Captain James Webber, Peter Kirby, and Kurt Meyers, are lost in space and finally come across an asteroid 665 million miles from Earth as their fuel run low. They land the ship and confirm that the asteroid's gravity, atmosphere, and temperature are all like Earth's. When Kirby, the youngest crew member, prepares to go outside, Webber advises against it. However, Kirby points out that they have no choice. He opens the hatch and the crew is surprised to discover that they have landed at a farmyard.
As they explore, the three men spot a dog. However, it doesn't respond when they call it over. Examining the farm machinery, the science officer Meyers identifies it as dating back to the 20th century, 200 years before their current time. Kirby wonders if they have somehow traveled back in time, but Meyers points out that there are twin suns in the sky, meaning they are outside the solar system. Webber finds the farm owner, a man meaning on a pitchfork, but he doesn't respond to them. They examine the farmer but he is seemingly paralyzed.
The crew goes down the road from the farm and come to a bridge. A man is fishing by the side of the river, but when Kirby touches him, the fisherman falls over, unresponsive. They hear music playing and run into a nearby town where they find a frozen marching band. The music they are "playing" is piped in from loudspeakers, and a banner indicates that they are welcoming Mayor Finch. Going into the house, the crew finds the frozen mayor looking out from a balcony onto a paralyzed crowd of well-wishers. Meyers wonders if someone is trying to convince them that they're back on Earth using mental illusions, but Webbers notes that if that were the case, they would see images from their own time, not 200 years in the past. Meyers suggests that their personal time may have accelerated in some manner, and Kirby turns to a clock for confirmation. Much to their surprise, the hands are missing.
Webber orders the men to split up and search for any clues. He goes to a bar where a poker player is winning big and holds four aces and a joker in his hand. Meyers checks out a hotel room and finds an older man and a younger woman frozen in mid-dance as violinists serenade them. Kirby finds an exhibition hall and a beauty pageant where a homely woman receives the award over traditionally beautiful competitors. Kirby congratulates her but then loses and screams at the audience to say or do something. As he storms off, Kirby is unaware that one of the audience members is conscious and mobile, and examining the crewman with interest.

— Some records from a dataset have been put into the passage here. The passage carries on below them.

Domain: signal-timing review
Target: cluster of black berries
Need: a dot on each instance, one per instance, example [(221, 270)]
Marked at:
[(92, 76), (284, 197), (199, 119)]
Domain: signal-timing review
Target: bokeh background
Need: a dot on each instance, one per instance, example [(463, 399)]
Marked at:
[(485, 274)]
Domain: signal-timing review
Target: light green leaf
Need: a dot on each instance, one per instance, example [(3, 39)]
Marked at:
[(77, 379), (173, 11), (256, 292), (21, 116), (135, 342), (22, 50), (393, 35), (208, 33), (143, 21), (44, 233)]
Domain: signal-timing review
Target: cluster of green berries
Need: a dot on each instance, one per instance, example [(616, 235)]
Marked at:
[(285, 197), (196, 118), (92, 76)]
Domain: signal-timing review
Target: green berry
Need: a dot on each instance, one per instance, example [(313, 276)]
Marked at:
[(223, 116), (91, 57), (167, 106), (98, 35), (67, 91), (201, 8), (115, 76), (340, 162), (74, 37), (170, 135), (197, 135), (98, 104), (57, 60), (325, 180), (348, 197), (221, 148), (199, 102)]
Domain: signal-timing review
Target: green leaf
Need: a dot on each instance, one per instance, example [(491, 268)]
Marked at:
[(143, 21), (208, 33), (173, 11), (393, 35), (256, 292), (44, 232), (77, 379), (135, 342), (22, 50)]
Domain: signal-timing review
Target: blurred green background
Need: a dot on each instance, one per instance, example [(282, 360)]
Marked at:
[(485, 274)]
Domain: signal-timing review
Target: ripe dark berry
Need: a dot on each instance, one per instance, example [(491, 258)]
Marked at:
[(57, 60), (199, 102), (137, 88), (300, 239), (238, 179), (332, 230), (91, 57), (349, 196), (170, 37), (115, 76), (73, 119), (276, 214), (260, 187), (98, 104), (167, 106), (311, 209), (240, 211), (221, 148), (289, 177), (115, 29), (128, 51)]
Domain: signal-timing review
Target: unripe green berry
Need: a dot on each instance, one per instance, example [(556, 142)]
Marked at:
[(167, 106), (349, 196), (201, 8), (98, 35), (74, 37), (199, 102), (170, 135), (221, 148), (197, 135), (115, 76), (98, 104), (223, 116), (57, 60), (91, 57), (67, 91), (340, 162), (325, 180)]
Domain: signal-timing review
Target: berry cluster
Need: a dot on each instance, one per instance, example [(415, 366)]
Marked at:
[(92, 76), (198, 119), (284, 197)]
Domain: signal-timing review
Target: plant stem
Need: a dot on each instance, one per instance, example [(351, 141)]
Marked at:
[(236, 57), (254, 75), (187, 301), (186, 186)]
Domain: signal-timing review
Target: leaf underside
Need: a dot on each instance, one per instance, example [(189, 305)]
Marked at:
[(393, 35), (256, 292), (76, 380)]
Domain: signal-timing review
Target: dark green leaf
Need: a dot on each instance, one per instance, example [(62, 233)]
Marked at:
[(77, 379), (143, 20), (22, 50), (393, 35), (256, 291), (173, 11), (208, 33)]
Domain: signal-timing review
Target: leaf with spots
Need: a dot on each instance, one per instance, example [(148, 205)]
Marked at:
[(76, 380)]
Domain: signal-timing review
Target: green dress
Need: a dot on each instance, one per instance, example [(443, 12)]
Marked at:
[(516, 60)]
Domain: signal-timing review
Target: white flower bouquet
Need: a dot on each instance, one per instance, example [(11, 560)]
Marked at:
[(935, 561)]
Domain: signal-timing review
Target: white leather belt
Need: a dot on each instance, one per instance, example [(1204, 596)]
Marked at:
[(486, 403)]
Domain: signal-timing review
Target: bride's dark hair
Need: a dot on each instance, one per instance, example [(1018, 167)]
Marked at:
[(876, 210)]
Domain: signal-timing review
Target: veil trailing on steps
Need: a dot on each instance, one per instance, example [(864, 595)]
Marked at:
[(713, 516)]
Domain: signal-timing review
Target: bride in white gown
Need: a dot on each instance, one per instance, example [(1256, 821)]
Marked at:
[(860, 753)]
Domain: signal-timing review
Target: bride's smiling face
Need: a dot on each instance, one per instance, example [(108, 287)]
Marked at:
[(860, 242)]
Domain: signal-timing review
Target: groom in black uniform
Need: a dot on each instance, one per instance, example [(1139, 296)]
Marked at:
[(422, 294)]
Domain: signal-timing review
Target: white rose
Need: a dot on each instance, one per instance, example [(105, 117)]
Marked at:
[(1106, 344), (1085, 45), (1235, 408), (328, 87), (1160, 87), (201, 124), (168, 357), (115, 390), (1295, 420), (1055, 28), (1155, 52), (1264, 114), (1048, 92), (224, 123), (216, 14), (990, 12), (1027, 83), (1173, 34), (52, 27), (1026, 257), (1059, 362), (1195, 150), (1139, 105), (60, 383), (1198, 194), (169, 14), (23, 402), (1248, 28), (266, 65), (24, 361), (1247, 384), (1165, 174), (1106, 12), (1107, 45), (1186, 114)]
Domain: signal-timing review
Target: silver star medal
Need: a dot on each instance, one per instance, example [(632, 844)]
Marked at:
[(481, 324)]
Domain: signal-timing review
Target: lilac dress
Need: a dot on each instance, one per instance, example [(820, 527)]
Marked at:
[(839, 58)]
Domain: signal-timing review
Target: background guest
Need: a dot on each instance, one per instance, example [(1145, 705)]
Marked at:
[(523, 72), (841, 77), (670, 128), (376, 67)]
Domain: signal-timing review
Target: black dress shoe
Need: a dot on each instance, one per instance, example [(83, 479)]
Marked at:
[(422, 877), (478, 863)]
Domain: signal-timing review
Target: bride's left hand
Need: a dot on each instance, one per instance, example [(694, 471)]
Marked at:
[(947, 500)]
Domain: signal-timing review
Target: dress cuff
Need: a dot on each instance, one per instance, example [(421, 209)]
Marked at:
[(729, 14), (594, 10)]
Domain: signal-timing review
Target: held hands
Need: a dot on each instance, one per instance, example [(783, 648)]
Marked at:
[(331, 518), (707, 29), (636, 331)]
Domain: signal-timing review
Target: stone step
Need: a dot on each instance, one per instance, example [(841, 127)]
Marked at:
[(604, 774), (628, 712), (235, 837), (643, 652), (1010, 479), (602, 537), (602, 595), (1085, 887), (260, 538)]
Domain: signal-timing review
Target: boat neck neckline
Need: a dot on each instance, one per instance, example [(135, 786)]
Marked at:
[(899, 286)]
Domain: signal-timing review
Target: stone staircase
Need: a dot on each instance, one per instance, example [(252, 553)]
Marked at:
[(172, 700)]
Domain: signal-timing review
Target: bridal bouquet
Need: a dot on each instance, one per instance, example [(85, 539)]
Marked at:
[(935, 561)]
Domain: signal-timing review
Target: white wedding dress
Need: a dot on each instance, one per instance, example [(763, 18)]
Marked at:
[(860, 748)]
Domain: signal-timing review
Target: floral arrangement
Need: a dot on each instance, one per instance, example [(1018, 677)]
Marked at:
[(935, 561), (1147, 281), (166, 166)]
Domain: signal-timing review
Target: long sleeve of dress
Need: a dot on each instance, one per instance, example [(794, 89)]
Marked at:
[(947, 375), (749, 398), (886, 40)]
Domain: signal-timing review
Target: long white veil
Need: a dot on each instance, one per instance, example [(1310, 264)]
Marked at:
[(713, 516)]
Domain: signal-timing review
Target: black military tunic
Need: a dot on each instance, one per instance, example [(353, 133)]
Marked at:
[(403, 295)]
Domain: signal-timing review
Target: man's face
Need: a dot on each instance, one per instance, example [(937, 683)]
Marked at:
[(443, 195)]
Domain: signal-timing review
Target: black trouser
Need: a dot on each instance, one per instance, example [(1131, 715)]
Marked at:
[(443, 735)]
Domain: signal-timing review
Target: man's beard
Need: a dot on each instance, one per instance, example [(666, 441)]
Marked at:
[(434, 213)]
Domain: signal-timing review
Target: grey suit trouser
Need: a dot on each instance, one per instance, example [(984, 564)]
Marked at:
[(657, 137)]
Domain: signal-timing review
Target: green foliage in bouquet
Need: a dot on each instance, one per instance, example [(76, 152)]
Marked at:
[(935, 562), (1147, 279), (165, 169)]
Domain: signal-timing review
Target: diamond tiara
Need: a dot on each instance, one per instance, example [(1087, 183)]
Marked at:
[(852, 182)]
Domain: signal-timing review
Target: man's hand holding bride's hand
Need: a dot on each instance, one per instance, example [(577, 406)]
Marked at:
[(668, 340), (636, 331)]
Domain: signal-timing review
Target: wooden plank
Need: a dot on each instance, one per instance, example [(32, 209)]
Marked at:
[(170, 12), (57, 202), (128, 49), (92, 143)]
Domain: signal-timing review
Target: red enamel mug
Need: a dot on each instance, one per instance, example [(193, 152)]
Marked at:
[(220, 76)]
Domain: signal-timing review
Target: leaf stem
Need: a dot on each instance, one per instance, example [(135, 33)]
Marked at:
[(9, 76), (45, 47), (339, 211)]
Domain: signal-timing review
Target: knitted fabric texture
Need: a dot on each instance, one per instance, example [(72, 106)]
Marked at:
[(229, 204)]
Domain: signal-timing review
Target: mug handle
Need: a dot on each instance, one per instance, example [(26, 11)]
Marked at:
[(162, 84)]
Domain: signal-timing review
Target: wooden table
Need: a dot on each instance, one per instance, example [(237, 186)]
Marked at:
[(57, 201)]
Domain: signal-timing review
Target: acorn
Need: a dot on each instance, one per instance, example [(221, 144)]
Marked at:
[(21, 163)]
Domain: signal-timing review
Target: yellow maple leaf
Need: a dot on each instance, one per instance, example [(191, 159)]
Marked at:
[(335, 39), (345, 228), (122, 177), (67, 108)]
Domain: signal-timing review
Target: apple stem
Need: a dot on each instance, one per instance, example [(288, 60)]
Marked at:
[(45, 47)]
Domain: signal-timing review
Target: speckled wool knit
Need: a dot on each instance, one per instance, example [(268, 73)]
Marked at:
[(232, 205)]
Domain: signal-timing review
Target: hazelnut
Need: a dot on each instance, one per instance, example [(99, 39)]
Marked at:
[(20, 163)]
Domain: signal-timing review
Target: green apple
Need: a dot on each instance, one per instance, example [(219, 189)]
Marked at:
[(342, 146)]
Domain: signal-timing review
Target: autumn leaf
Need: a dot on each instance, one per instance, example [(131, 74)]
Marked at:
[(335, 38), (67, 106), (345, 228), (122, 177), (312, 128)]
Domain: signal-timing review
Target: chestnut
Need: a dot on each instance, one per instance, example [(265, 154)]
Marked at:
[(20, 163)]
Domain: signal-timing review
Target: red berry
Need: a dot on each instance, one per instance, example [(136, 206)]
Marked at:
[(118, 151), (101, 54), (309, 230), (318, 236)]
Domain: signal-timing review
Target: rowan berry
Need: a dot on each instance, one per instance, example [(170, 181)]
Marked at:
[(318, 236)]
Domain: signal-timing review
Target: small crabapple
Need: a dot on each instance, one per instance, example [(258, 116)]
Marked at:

The three men meet after an hour on a quiet suburban street. As they approach a house, they notice an elderly man sitting on the porch, reading a paper. Much to their surprise, he lowers his paper and welcomes them. The man introduces himself as Jeremy Wickwire and tells them that they have nothing to be afraid of. He invites them inside and explains that the house was built for a Mr. Jacobson, but Jacobson changed his mind and is now in the medieval section. When the crew asks what he means, Wickwire explains that there are numerous sections covering all major historical periods. He informs them that the 20th century section they are now occupying is the most popular because it represents an idyllic period in Earth history.
Webber explains how their ship was damaged in a meteor shower and they were forced to land on the asteroid after six months in space because they have no way back. Wickwire asks if Earth eventually had a nuclear war, and Meyers tells him that it began in 1985. The resulting exchange destroyed much of the Earth's surface and they are just now starting to rebuild. As Wickwire offers to get them something to eat, an angry Kirby demands answers and Wickwire casually tells them that they're in a cemetery.
After getting food and drink, Wickwire serves the men and offers a toast to eternal peace. They join in the toast and then ask him for help. Before he answers their questions, Wickwire first asks them where they would be rather than anywhere else. Kirby says that they want to be on their spaceship going home and the other two men agree. Wickwire then asks them what year it was when they left Earth. Once he learns they departed in 2185, Wickwire explains that he thought they were people from Happy Glades, the world's greatest mortuary. The mortuary management came up with a plan where they would create tableaus for wealthy clients, granting each one their greatest wish in the afterlife. The client would then be embalmed and placed in the tableau, with wax dummies as the admirers as necessary. When Webber asks why they chose an asteroid instead of a desert on Earth, Wickwire points out that there was no guarantee of eternal peace on Earth, and that's what Happy Glades promised.
The crew wonder who Wickwire is, and the old man explains that he has been the caretaker since 1973. When Webber notes that would make the man over 200 years old, Wickwire sheepishly explains that in fact he is not a man but a facsimile that "sleeps" when not needed. When they are gone, he will go back to asleep again. The three men start to collapse and Wickwire explains that they won't be leaving, but they will be "gone" since they will die. The crew realizes that their drinks were poisoning and ask for the antidote. Wickwire tells them that there is no antidote, and that the eternifying fluid will preserve them forever. When the dying Meyers asks him why, Wickwire remorselessly says that they are on the asteroid, and that there are men, and that therefore there can be no peace while they are there.
Later, Wickwire boards the grounded spaceship and dusts off the three crewmen. The men are dead, embalmed, and frozen at their posts, happily posed as if they were returning to Earth. Returning to his home, Wickwire sits down and shuts off.